The long-awaited third season of glossy royal drama, The Crown, is out on Netflix on November 17. As the Emmy and Golden Globe award-winning show moves into the 1960s and 70s, cast changes are afoot, with Olivia Colman replacing Claire Foy as Queen Elizabeth II, but some things remain constant, not least the array of alluring filming locations. On your next trip to Britain, you can visit places that have featured in the show, from the bright lights of London to the wilderness of Scotland.

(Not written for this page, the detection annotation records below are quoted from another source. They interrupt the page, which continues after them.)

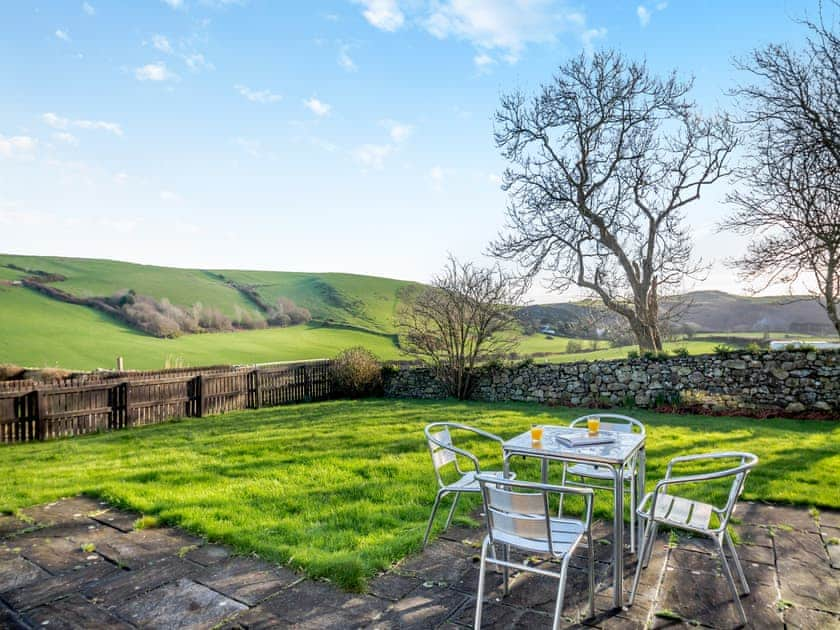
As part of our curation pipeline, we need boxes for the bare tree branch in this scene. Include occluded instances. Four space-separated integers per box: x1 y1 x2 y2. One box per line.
490 52 736 350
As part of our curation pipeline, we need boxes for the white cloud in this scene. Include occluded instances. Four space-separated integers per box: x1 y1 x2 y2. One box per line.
580 27 607 53
0 134 38 158
41 112 123 136
53 131 79 146
429 165 446 191
338 46 359 72
422 0 586 58
233 137 267 159
473 53 496 72
152 35 172 55
160 190 183 202
134 62 178 81
379 118 414 143
99 217 140 234
356 0 405 32
353 144 394 171
303 96 332 116
181 53 216 72
233 84 283 105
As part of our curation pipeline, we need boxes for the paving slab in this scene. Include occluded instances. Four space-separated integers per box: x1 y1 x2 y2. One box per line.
368 572 424 601
778 557 840 613
120 578 248 630
81 558 197 608
2 562 119 611
21 496 103 524
398 540 477 584
371 586 470 629
819 510 840 528
0 555 50 594
91 505 142 532
0 601 30 630
184 545 231 567
734 502 819 533
783 606 840 630
0 498 840 630
0 514 32 538
195 556 298 606
25 595 132 630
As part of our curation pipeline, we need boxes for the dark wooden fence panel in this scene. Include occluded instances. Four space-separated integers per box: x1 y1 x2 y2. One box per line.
0 361 332 444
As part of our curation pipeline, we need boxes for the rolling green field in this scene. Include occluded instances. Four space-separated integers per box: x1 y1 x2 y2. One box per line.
0 285 398 370
0 399 840 590
0 254 832 370
0 254 412 333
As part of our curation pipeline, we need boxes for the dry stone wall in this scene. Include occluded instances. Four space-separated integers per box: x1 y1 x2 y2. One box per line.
385 351 840 413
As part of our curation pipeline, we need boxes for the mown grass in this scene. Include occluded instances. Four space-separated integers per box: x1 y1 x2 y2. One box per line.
0 400 840 590
0 285 399 370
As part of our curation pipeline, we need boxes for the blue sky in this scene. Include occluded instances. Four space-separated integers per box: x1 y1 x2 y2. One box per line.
0 0 828 299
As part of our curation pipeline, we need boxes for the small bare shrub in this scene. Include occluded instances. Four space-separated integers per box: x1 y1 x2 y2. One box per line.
330 346 382 398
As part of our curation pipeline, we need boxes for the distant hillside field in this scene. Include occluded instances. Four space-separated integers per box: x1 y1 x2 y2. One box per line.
0 254 827 370
0 285 398 370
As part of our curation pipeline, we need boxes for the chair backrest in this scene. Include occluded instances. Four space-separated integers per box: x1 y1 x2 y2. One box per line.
478 476 559 551
665 451 758 530
569 413 645 435
424 422 475 488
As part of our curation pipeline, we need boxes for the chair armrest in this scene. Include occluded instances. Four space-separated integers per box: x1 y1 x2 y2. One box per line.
665 451 758 481
428 436 481 474
449 422 505 444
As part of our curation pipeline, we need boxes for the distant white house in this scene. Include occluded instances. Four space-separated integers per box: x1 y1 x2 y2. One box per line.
770 339 840 350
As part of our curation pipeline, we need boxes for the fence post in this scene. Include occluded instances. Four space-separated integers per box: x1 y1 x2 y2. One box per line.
195 374 204 418
35 388 47 440
251 368 262 409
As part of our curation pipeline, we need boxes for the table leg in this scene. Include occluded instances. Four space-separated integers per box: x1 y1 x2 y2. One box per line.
632 446 646 549
612 466 624 608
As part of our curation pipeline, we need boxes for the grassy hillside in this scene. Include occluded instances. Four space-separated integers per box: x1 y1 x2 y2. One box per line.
214 270 413 333
0 254 411 334
0 285 398 369
0 255 255 317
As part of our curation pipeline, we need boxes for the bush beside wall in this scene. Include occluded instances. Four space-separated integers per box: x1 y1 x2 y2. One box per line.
385 351 840 414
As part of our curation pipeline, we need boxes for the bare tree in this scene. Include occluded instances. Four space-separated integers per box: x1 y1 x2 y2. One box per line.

Throughout the three seasons, Buckingham Palace’s interior has been out of bounds to production crews, so they recreated Her Majesty’s main London residence using several other lavish English stately homes. Among the most enchanting is Wilton House, tucked away in the leafy Wiltshire countryside, 150km west of the capital, just outside Salisbury. This 16th century mansion is home to the 18th Earl and Countess of Pembroke, but the public can explore this art-adorned property and its wider estate, which has charming landscaped gardens and a gorgeous Palladian Bridge.
The courtyard of Buckingham Palace - where royal family members and other major characters (such as Winston Churchill) were seen before and after appointments with the Queen - was actually filmed at the Old Royal Naval College in Greenwich, a London borough with a raft of maritime-themed museums and pubs. A scenic way of reaching Greenwich from central London is with Thames Clippers, a river bus service that ventures through the capital, passing iconic sights like Tower Bridge.
Once a favourite retreat for Tudor royals, this south-east London palace was given an Art Deco-style makeover in the 1930s by millionaire philanthropists Stephen and Virginia Courtauld. They hosted glamorous high-society parties here and in The Crown the palace stood in for a handful of locations, like the Government House of Bermuda, which the Queen and Prince Philip visited on their epic Commonwealth tour. Head inside Eltham Palace to admire the eye-catching architecture (and hear old ghost stories) then relax in the peaceful gardens.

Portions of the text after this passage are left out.